Salt stability of T cell ribosomes and monosome quantification

(A) LN and splenic OT-I T cells were mixed and stimulated in vitro for 2 days with SIINFEKL, PMA/ionomycin, and IL2. Cells were treated with CHX for 5 minutes, lysed, and brought to either 300 or 500mM NaCl final concentration. Ribosome-containing lysates were subjected to polysome profiling via ultracentrifugation through 15-45% sucrose gradients containing either 300 or 500mM NaCl. (B) Quantification of the areas under the curve of free subunits, monosomes, and polysomes for each sample. (C) For resting T cells, OT-I mice were treated IV with CHX and lymphocytes from the spleens or LN were isolated and lysed. For activated T cells, LN and splenic OT-I T cells were mixed and stimulated in vitro for 2 days with SIINFEKL, PMA/ionomycin, and IL2, treated with CHX for 5 minutes, and lysed. Lysates were subjected to polysome profiling via ultracentrifugation on 15-45% sucrose gradients after bringing both lysate and sucrose gradients to a final concentration of 500mM NaCl to dissociate non-translating ribosomes. (D) Quantification of the areas under the curve of free subunits, monosomes, and polysomes in each sample. Representative of two independent experiments.

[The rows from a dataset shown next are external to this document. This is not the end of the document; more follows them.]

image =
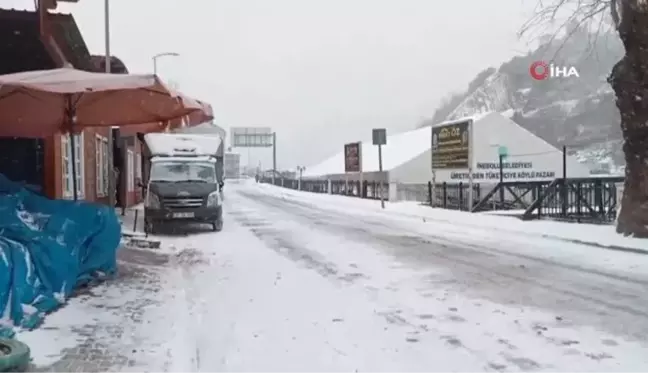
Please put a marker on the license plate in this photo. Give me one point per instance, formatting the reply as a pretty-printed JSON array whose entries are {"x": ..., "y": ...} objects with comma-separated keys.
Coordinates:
[{"x": 183, "y": 215}]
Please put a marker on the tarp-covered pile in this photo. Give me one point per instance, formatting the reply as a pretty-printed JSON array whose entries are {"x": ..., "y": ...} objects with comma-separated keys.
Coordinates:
[{"x": 48, "y": 248}]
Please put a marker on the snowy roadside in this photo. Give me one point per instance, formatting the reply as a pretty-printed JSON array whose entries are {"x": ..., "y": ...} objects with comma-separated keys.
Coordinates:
[{"x": 603, "y": 236}]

Fractionation of HeLa or T cells reveals few ribosomal components in nuclear lysates

HeLa cells, freshly isolated resting OT-I T cells, or OT-I T cells stimulated with PMA/ionomycin and IL2 in vitro for 2 days were either lysed directly in SDS extraction buffer (“all”) or subjected to a hypotonic lysis procedure to isolate non-nuclear lysates and nuclear lysates. Equal amounts of each fraction were subjected to immunoblotting for markers typical of the cytosol, ER, and nucleus. Antibodies against ribosomal proteins were used to determine where the majority of ribosomal proteins (and therefore ribosomes) fractionated. Controls with Abs specific for nucleolar located fibrillarin, histone H3, lamin A/C establish lack of nuclear contamination of non-nuclear fraction and with cytoplasmic located HSP90, GRP94, PDI, actin lack of cyotoplasmic contamination of nuclear fraction.